Acorda to Focus on Developing Parkinson’s Treatments CVT-301, Tozadenant

Joana Fernandes, PhD avatar

by Joana Fernandes, PhD |

Share this article:

Share article via email
Acorda therapies

Acorda Therapeutics, which recently announced a corporate restructuring, will focus on the late-stage development of its two therapies for Parkinson’s disease, CVT-301 and tozadenant. The news comes after a March 31 ruling by the U.S. District Court in Wilmington, Delaware, invalidated four Acorda patents related to multiple sclerosis therapy Ampyra.

Acorda, based in Ardsley, New York, plans to file a New Drug Application with the U.S. Food and Drug Administration (FDA) for the use of CVT-301 in patients with Parkinson’s. This application will be supported by the positive results obtained in a Phase 3 efficacy study (Study 004) and two long-term safety studies. The proposed brand name for this therapy is Inbrija.

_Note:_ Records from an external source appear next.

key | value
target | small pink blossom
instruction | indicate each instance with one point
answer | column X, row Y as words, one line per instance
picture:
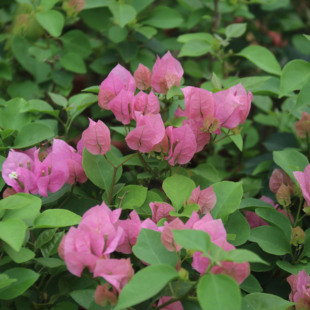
column 198, row 103
column 205, row 198
column 166, row 72
column 97, row 138
column 144, row 103
column 232, row 106
column 119, row 78
column 143, row 77
column 161, row 210
column 116, row 271
column 300, row 294
column 182, row 145
column 177, row 305
column 150, row 130
column 120, row 104
column 303, row 178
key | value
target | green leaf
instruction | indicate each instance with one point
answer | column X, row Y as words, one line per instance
column 262, row 301
column 148, row 32
column 178, row 188
column 218, row 292
column 235, row 30
column 228, row 198
column 262, row 58
column 195, row 48
column 76, row 41
column 73, row 62
column 238, row 225
column 99, row 171
column 52, row 21
column 289, row 161
column 25, row 279
column 13, row 231
column 145, row 284
column 164, row 17
column 123, row 13
column 150, row 249
column 56, row 218
column 21, row 256
column 294, row 76
column 32, row 134
column 190, row 239
column 131, row 196
column 58, row 99
column 271, row 240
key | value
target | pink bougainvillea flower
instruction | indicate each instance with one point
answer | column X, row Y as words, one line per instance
column 97, row 138
column 183, row 145
column 303, row 178
column 116, row 271
column 119, row 78
column 120, row 106
column 232, row 106
column 198, row 103
column 144, row 103
column 166, row 72
column 300, row 294
column 205, row 198
column 17, row 171
column 150, row 130
column 167, row 236
column 279, row 177
column 202, row 138
column 143, row 77
column 177, row 305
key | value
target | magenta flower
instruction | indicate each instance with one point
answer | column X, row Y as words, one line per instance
column 166, row 72
column 161, row 210
column 182, row 145
column 145, row 103
column 303, row 178
column 232, row 106
column 150, row 130
column 119, row 78
column 198, row 103
column 116, row 271
column 97, row 138
column 120, row 104
column 177, row 305
column 300, row 294
column 143, row 77
column 205, row 198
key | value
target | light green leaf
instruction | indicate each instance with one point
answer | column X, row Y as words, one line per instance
column 52, row 21
column 262, row 58
column 150, row 249
column 145, row 284
column 294, row 76
column 32, row 134
column 56, row 218
column 178, row 188
column 164, row 17
column 218, row 292
column 25, row 278
column 235, row 30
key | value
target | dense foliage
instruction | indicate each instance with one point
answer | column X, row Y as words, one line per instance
column 155, row 154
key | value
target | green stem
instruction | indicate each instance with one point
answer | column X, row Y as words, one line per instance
column 298, row 212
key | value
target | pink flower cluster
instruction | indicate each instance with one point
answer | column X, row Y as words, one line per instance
column 300, row 294
column 204, row 112
column 36, row 172
column 101, row 233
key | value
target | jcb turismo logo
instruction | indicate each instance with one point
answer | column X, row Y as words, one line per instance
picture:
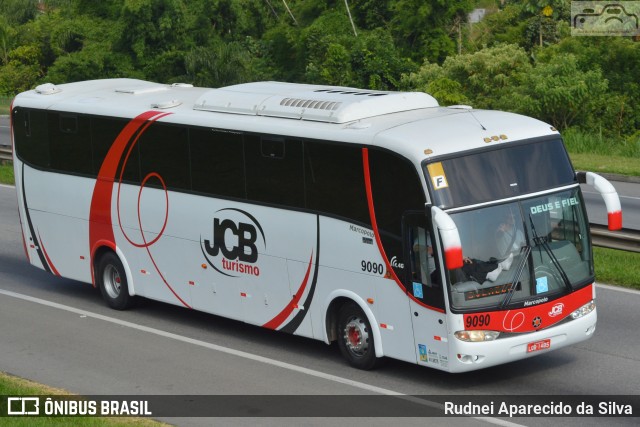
column 233, row 247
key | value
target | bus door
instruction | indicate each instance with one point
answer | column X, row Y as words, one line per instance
column 424, row 283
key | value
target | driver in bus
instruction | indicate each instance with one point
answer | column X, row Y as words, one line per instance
column 509, row 238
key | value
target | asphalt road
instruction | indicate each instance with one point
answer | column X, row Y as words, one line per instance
column 59, row 332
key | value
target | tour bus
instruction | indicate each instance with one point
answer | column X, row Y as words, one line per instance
column 448, row 237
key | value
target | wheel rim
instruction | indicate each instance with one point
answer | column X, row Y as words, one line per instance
column 112, row 281
column 356, row 336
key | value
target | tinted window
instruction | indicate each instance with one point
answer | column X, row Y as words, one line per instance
column 509, row 171
column 30, row 130
column 334, row 178
column 164, row 151
column 396, row 189
column 274, row 170
column 69, row 136
column 217, row 163
column 104, row 132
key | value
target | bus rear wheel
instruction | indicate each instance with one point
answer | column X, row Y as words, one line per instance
column 355, row 337
column 112, row 281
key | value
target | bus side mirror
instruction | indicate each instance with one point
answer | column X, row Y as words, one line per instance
column 608, row 193
column 450, row 238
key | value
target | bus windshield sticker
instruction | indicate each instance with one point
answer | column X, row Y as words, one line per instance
column 542, row 285
column 438, row 178
column 417, row 290
column 558, row 204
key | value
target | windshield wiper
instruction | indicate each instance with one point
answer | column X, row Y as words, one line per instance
column 524, row 253
column 542, row 241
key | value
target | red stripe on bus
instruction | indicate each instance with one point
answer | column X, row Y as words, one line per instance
column 53, row 268
column 101, row 224
column 282, row 316
column 374, row 225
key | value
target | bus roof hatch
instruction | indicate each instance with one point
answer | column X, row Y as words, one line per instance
column 309, row 102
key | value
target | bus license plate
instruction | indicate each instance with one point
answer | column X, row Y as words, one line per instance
column 539, row 345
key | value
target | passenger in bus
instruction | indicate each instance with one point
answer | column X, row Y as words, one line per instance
column 426, row 264
column 509, row 238
column 480, row 271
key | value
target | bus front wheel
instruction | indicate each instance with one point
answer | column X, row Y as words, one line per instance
column 112, row 281
column 355, row 337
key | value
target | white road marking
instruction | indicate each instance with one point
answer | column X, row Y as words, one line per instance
column 618, row 288
column 237, row 353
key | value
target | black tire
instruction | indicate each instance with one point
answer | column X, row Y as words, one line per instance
column 355, row 337
column 112, row 281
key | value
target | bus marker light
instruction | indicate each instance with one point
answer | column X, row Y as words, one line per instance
column 476, row 336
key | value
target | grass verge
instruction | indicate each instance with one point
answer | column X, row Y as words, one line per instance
column 617, row 267
column 600, row 163
column 14, row 386
column 5, row 103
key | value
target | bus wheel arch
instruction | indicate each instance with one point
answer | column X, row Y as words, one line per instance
column 113, row 278
column 351, row 322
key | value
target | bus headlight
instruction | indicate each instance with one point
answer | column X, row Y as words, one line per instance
column 476, row 336
column 584, row 310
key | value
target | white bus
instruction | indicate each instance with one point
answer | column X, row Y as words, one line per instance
column 444, row 236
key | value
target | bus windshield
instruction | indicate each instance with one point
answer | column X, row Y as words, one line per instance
column 522, row 253
column 507, row 170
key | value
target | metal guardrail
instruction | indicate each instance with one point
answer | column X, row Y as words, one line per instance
column 625, row 239
column 6, row 153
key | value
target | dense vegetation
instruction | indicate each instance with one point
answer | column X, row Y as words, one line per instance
column 520, row 57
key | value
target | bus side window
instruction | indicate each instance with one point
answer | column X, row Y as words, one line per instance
column 104, row 131
column 70, row 139
column 274, row 170
column 423, row 264
column 396, row 189
column 32, row 142
column 334, row 180
column 217, row 162
column 423, row 277
column 164, row 150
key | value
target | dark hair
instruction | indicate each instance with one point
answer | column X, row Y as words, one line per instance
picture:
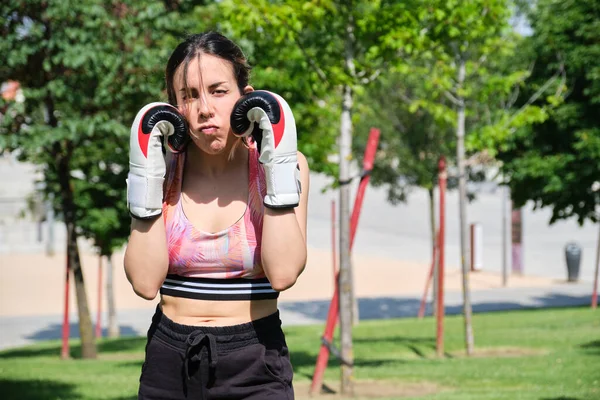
column 212, row 43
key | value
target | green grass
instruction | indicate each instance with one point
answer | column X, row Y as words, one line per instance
column 549, row 354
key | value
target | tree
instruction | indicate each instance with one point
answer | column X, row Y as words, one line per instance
column 85, row 67
column 343, row 45
column 555, row 161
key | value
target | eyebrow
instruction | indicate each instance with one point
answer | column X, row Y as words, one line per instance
column 214, row 85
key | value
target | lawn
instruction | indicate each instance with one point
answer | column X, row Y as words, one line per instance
column 551, row 354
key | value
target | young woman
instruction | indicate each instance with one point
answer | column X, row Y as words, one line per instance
column 223, row 235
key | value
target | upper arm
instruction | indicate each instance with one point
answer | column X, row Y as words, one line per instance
column 302, row 210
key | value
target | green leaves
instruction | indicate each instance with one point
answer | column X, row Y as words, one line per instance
column 86, row 68
column 556, row 159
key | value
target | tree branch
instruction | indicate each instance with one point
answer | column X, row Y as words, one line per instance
column 561, row 72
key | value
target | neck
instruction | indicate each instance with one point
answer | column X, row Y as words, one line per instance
column 215, row 165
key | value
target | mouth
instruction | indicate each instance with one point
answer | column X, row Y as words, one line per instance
column 208, row 129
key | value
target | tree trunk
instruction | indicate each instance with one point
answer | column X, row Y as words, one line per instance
column 346, row 287
column 345, row 276
column 113, row 324
column 462, row 190
column 433, row 244
column 86, row 330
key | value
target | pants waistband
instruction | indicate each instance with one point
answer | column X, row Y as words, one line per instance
column 232, row 336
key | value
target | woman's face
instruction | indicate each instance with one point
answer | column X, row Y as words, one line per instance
column 207, row 101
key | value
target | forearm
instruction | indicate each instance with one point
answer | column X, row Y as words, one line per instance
column 283, row 248
column 146, row 257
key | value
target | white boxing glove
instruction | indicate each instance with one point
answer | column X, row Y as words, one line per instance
column 156, row 126
column 268, row 118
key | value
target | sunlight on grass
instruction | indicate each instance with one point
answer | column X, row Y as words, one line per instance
column 538, row 354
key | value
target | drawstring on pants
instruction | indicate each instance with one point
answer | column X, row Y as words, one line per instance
column 195, row 342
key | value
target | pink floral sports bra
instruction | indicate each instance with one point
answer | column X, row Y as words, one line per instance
column 225, row 265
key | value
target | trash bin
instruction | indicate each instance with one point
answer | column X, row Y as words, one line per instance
column 573, row 258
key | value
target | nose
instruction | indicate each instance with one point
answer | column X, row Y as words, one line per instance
column 204, row 108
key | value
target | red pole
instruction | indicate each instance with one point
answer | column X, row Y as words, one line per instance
column 332, row 315
column 421, row 313
column 368, row 160
column 64, row 354
column 99, row 314
column 440, row 296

Study 004 (NCT02240030) evaluated the efficacy and safety of inhaled CVT-301 compared to placebo in patients experiencing “off” episodes. Acorda will present results of this study at the International Congress of Parkinson’s Disease and Movement Disorders to be held June 4-8 in Vancouver.

CVT-301 is an inhaled formulation of levodopa (L-dopa) under development for Parkinson’s patients taking oral carbidopa/levodopa. It delivers a precise amount of the medication into the lungs and reaches the brain shortly after.

The two studies investigating the long-term safety of CVT-301 were known as CVT-301-005 (NCT02352363) and CVT-301-004E (NCT02242487). CVT-301-005 enrolled 271 Parkinson’s patients with no history of asthma or other chronic lung disease to assess pulmonary function after one year of treatment.

These patients received CVT-301 (84 mg) up to five times a day and standard of care. Results were compared to a control group of 127 patients who were only given standard of care. No difference was found between the two groups, showing that CVT-301 treatment does not change pulmonary function in patients with Parkinson’s. Common side effects included mild to non-severe cough, nasopharyngitis, dyskinesia and falls.

The CVT-301-004E study, still recruiting participants, has so far included 149 patients who were given 84 mg of CVT-301 and 146 patients who were treated with 60 mg. Safety findings were similar to those reported in the CVT-301-005 study.

This month, Acorda also launched the Phase 3 TOZ-CL-06 (NCT03051607) trial. This international, multicenter, open-label 12-month study will investigate the long-term safety of tozadenant in Parkinson’s patients experiencing off episodes. The first patient has already been dosed. A separate ongoing Phase 3 TOZ-CL-05 trial (NCT02453386) — on the safety and efficacy of tozadenant in treating off episodes in Parkinson’s patients using levodopa. The results of this study should be known by early 2018.